A few years ago Chief Joseph attended the commencement exercises of the Carlisle Indian Industrial School, and there sat at the same banquet table with Gen. 0. 0. Howard. The two former foes, but at that time fast friends, toasted each other.

A special correspondent of the Inter Ocean wrote of this incident:

"These two men were the chief opposing figures in a most remarkable Indian war twenty-seven years ago. During this war, in 1877, Chief Joseph's battle line was fourteen hundred miles long. He proved one of the greatest foes who ever fought against an American army, but his present attitude is vastly different, as was shown by his speech at the banquet. He spoke in the Indian language, the literal translation being as follows:

"'Friends, I meet here my friend, General Howard. I used to be so anxious to meet him. I wanted to kill him in war. To-day I am glad to meet him, and glad to meet everybody here, and to be friends with General Howard. We are both old men, still we live, and I am glad. We both fought in many wars and we are both alive. Ever since the war I have made up my mind to be friendly to the whites and to everybody.

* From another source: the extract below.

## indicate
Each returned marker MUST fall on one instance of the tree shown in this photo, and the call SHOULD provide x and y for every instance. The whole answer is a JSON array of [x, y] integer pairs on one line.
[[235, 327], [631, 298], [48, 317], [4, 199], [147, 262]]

I wish you, my friends, would believe me as I believe myself in my heart in what I say. When my friend General Howard and I fought together I had no idea that we would ever sit down to a meal together, as to-day, but we have, and I am glad. I have lost many friends and many men, women and children, but I have no grievance against any of the white people, General Howard or any one. If General Howard dies first, of course I will be sorry. I understand and I know that learning of books is a nice thing, and I have some children here in school from my tribe that are trying to learn something, and I am thankful to know there are some of my children here struggling to learn the white man's ways and his books. I repeat again I have no enmity against anybody. I want to be friends to everybody. I wish my children would learn more and more every day, so they can mingle with the white people and do business with them as well as anybody else, I shall try to get Indians to send their children to school.'"

During the Louisiana Purchase Exposition, at St. Louis, in 1904, Chief Joseph was one of the greatest attractions at the Indian Congress, the early part of the season. But the thought of exhibiting himself for money was very distasteful and humiliating to the proud chieftain. This, together with his habit of brooding over the wrongs and afflictions of his unhappy people, brought on a sickness. He went back to the reservation the early part of July, but it was simply going home to die. He lingered along until the 21st day of the following September, when his great soul took its flight to the "Great Spirit Chief," who will judge between him and the Government who (it would almost seem) deliberately wasted and destroyed one of the noblest and most civilized of the native American tribes.

Soon after his death, Dr. E. H. Latham, the agency physician, was interviewed by a newspaper reporter, and he declared that "Joseph had died of a broken heart."

No people on earth have a nobler patriotism, or greater love for their country than the Indians. We doubt not the doctor's diagnosis was correct, and we firmly believe that thousands of other leaders of that race have died of the same malady.

All fair-minded people now believe it was a mistake, and a burning shame, to take the Wallowa valley away from Joseph and his band for the benefit of a few greedy settlers, when there were at that very time teeming millions of acres of land just as good, and open to settlement, throughout eastern Oregon and border States. All the vast treasure and bloodshed would have been saved, and to-day there would have been in that valley of "Winding Water" one of the most civilized, prosperous and progressive Indian settlements in America.

It would actually pay our Government in dollars and cents to mete out the same protection and justice to the Indian as it does to every one else under the flag whose skin is white. Whatever the theory may be, the practice has been to regard the Indian as the legal prey and predestined victim for every white scoundrel who wanted to rob or even murder him, and he was often justified on the theory that "the only good Indian is a dead one."

But it is a long lane that has no turn. Those broken-hearted martyrs, like Joseph, have not died in vain. We seem to be entering on a new era of human brotherhood, in which the value is placed on the jewel rather than the color of the casket containing it. Manhood, worth, virtue, are now sought for and honored even by the proud Anglo-Saxon, regardless of race or color.